Cally is a bear. You can tell because she comes on stage in a head-to-toe bear suit and dances enthusiastically to Katy B. When she takes off the bear head and pops it over a red light, which glows unnervingly through the eyeholes, she stays in the suit. She is, uncompromisingly, a bear. But it wasn’t always like this.
This is the set-up for Eleanor Tindall’s gorgeous, hilarious, thrillingly weird one-woman play (Jacoba Williams, glowing and charismatic). Cally tells the story of her adolescence and young adulthood, flagging up important characters like any considerate raconteur: Jonathan Bolt, a heartthrob actor playing a TV detective that teenage Cally crushes on hard; Leah, a school friend; Carla, another school friend with whom Cally has complex emotional and sexual ties.
Tindall’s play has the energy of a stand-up comedy set and the brutal power of a confession. Though Cally’s descriptions of puberty, desire, flat-sharing and female friendships are all incredibly funny, immense pain and love thrum through every anecdote. But when Cally meets the famous Bolt in a pub and succumbs to his charms, things take a darker, harder turn.

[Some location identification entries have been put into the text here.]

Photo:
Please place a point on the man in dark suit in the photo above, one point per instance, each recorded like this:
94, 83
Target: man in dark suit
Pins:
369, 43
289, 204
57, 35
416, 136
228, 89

Spliced into Aneesha Srinivasan’s production are a number of strange sequences in which Cally is entirely bear, struggling under murky soundscapes and chiaroscuro lighting: wordless, fumbling and violent.
It is abundantly obvious that the bear is a metaphor – for depression, for loneliness – but the boldness of it, the sheer crazy Kafkaesque fact that Tindall presents it as this massive, clumsy metamorphosis, adds an exhilarating sense of surrealism. This is addictive watching.